Chickenpox Facts: Lesson for Kids

Instructor: Courtney Hurst

Courtney has taught third grade and has a master's degree in curriculum and instruction.

Chickenpox is a disease, also known as varicella, that can be very serious to children's health. In this lesson, you will learn about what chickenpox is, its dangers, and how it may be avoided.

What Is Chickenpox?

You are covered in red spots, itching all over, and have a high fever. These symptoms could be signs that you have chickenpox. Oh no!

Chickenpox is typically not too dangerous, with only 100 deaths among four million cases of chickenpox each year. Chickenpox used to be very common among children, but in the mid-1990s a vaccine was issued to help prevent people from getting this disease.

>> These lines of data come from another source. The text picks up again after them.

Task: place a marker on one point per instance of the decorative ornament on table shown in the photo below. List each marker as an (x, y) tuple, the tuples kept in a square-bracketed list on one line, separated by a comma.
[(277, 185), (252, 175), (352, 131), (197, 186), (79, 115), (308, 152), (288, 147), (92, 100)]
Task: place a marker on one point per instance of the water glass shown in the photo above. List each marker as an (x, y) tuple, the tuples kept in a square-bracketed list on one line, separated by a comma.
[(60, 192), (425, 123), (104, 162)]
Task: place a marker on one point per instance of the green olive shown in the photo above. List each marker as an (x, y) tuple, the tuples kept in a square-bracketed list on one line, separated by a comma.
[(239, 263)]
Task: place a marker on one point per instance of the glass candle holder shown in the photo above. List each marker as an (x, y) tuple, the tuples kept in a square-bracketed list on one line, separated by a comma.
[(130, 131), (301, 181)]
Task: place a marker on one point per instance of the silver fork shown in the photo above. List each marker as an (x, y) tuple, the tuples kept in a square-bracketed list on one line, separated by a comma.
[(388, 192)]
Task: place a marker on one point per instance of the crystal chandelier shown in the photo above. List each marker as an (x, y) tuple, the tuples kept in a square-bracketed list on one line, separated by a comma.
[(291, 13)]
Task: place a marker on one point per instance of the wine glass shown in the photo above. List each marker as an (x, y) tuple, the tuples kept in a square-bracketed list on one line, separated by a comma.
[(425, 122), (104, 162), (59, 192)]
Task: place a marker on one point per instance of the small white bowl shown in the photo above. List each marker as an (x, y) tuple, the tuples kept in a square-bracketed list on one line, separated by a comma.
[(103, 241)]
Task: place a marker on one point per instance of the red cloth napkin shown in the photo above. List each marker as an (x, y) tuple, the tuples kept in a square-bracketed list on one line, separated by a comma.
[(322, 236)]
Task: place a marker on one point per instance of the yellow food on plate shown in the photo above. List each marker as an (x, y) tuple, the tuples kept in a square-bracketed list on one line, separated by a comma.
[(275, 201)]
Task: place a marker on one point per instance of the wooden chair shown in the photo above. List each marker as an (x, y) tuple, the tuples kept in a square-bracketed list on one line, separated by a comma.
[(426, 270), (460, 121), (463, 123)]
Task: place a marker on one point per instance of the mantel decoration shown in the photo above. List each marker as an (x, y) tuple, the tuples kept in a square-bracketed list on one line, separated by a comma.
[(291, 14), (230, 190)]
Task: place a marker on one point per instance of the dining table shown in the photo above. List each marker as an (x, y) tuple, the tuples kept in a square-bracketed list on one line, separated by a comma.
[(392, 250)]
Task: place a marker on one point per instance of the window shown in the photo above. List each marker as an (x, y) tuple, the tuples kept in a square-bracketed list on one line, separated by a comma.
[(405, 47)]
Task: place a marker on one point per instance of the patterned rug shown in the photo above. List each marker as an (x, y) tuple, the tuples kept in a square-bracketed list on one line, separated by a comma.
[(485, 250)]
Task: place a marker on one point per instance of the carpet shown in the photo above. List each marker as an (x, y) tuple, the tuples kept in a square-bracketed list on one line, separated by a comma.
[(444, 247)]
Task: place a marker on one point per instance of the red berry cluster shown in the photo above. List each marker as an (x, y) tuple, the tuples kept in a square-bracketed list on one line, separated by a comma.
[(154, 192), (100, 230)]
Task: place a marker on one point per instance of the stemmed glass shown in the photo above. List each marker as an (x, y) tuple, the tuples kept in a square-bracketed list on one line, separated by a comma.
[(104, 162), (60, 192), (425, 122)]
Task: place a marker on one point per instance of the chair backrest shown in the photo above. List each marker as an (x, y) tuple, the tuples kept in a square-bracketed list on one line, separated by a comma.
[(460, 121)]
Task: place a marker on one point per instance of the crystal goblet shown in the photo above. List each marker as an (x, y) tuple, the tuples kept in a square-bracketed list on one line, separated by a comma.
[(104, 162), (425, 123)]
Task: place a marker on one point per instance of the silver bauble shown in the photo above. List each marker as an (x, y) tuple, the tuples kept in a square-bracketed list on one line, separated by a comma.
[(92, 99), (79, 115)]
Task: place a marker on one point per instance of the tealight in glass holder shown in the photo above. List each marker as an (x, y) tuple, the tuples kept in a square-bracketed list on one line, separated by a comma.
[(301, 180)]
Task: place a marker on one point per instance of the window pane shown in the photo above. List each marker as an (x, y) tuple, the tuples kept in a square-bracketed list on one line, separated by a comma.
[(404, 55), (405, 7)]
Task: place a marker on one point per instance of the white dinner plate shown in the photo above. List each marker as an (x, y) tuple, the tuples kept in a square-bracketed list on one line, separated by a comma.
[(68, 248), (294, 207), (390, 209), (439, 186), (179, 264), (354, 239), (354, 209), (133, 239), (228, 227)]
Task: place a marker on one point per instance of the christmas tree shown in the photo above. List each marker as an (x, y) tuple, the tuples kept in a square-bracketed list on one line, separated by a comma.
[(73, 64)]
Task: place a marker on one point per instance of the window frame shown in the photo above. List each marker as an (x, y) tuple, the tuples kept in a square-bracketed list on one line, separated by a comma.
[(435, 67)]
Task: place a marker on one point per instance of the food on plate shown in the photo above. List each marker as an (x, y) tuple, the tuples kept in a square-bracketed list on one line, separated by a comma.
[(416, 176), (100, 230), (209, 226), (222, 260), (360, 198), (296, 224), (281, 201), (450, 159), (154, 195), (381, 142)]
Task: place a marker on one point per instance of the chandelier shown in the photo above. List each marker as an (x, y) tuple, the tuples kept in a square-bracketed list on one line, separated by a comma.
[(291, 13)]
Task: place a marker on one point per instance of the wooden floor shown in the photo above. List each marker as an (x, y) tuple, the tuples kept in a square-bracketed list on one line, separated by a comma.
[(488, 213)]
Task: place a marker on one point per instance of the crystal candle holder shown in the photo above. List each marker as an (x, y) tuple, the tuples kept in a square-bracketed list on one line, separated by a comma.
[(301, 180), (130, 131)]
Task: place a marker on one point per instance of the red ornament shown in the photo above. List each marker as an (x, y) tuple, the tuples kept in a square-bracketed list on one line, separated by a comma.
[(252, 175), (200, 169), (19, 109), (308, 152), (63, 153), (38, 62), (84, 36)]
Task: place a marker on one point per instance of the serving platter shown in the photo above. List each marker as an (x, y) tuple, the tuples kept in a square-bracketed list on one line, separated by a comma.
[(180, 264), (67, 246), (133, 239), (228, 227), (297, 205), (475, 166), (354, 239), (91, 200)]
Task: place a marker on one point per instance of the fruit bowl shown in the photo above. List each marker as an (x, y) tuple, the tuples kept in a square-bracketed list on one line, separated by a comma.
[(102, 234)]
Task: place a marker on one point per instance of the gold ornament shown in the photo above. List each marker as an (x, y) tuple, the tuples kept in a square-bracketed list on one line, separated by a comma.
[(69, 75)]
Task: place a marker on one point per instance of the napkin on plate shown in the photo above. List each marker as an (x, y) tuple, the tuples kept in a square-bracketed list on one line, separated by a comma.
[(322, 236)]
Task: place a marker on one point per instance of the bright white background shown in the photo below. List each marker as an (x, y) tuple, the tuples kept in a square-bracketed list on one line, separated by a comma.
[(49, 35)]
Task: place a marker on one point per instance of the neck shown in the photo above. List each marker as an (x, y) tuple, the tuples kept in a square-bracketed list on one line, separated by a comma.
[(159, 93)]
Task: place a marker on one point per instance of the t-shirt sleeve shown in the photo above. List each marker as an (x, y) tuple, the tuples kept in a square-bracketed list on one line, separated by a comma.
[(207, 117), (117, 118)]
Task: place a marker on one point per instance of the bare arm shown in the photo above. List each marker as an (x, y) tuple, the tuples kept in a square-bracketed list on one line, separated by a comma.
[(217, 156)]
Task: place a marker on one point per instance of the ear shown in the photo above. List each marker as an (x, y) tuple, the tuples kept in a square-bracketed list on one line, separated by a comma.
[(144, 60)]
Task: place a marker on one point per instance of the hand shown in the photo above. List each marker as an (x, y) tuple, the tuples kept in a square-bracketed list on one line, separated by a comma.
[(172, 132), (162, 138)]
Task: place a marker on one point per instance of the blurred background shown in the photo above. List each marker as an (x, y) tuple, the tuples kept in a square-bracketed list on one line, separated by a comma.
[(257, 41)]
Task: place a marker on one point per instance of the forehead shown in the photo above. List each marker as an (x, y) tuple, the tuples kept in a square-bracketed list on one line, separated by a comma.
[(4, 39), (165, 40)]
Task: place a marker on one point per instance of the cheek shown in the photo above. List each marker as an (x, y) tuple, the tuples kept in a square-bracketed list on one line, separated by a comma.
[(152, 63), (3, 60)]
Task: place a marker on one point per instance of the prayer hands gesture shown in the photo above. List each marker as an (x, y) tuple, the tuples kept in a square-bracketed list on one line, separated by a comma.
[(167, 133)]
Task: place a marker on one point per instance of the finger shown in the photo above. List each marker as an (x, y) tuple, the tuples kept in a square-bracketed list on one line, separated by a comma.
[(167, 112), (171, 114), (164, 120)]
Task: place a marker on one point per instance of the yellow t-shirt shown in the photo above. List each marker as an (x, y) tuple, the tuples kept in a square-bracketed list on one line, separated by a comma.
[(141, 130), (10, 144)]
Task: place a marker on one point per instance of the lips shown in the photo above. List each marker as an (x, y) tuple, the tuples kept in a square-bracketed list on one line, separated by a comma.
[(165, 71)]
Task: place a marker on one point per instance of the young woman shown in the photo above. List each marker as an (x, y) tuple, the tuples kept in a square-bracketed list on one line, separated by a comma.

Chickenpox is a disease caused by the varicella zoster virus. Varicella is the medical term for the virus, but we more commonly hear chickenpox. Chickenpox is a very contagious virus. Contagious means that the disease spreads very easily to other people. If you get the chickenpox, you should stay home from school until the virus has gone away.

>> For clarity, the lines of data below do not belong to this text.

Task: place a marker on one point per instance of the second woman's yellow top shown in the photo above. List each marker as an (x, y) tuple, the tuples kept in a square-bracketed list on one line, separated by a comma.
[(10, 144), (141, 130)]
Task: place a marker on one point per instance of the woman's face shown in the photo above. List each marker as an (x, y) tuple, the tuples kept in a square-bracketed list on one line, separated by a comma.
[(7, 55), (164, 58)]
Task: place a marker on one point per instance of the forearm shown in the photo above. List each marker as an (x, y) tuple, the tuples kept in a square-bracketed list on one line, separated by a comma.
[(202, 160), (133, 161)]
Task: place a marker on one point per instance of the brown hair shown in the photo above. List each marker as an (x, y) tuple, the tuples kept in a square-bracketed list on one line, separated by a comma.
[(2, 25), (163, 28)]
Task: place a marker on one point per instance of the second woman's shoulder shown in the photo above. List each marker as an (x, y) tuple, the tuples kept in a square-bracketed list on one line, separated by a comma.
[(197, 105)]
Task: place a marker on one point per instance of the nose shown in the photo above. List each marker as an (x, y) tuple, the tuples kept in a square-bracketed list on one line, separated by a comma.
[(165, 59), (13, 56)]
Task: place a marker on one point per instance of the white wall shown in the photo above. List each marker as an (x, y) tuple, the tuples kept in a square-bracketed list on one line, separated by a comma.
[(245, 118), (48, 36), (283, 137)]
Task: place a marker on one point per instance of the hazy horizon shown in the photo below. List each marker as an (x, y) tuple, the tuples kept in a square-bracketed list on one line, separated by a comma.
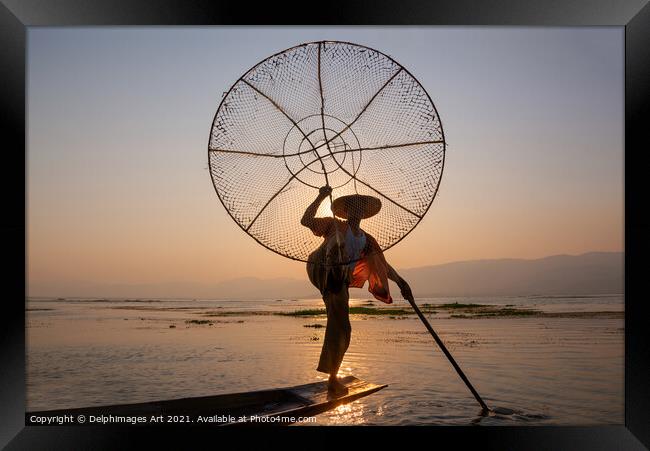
[(591, 273), (118, 190)]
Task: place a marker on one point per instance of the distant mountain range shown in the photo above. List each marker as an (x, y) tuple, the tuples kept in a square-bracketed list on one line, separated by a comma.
[(591, 273)]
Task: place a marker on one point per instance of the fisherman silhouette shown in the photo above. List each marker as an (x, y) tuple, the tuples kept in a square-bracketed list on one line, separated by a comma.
[(348, 257)]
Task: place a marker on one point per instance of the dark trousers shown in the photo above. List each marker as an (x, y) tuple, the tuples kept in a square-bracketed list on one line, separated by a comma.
[(334, 290), (338, 331)]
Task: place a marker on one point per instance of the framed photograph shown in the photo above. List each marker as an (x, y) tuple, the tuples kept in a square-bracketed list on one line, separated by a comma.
[(428, 218)]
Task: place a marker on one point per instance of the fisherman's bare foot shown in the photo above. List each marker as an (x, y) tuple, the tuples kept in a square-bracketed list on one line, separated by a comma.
[(335, 387)]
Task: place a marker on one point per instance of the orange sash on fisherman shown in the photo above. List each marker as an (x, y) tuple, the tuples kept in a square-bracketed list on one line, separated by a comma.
[(371, 267)]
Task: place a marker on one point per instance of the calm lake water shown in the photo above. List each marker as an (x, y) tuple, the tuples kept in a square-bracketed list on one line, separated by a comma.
[(561, 369)]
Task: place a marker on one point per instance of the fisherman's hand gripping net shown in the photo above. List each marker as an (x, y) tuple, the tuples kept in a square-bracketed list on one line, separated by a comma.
[(325, 113)]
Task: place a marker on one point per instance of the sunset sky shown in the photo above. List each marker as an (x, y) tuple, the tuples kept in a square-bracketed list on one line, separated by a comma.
[(118, 190)]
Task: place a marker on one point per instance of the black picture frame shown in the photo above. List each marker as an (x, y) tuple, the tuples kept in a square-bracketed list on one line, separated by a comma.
[(17, 15)]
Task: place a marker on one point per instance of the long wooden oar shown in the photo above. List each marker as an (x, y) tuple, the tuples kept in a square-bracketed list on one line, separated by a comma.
[(446, 352)]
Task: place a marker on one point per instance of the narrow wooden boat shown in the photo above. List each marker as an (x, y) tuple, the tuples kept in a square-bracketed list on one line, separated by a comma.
[(265, 407)]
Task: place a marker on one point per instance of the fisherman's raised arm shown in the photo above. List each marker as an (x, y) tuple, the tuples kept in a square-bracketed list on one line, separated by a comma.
[(309, 219)]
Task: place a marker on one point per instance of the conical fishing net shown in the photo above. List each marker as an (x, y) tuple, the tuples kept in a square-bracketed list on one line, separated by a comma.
[(325, 113)]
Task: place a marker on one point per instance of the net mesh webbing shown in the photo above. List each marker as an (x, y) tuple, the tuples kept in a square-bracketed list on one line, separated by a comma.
[(325, 113)]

The chickenpox virus develops small red bumps or blisters all over your body in response to your exposure, or contact with the virus. You can be exposed to the virus through simple things like coughing, sneezing, saliva, or direct contact with someone else's chickenpox blisters.

Symptoms of Chickenpox

Child with chickenpox
child with pox

The most known and common symptom of chickenpox is a body covered in red bumps. However, in addition to these red bumps, you may encounter a fever, headache, and loss of appetite. In fact, you may experience the other symptoms 48 hours before the red bumps appear.

Once your bumps appear, they will continue to show up in new spots. The bumps will turn into blisters filled with fluid and eventually break open and scab over. It's important to keep your hands from scratching these bumps, even though they will be extremely itchy!

The most important thing to know about chickenpox is how contagious it is. While this disease is typically more annoying than dangerous, it must be taken very seriously to avoid infection or serious illness.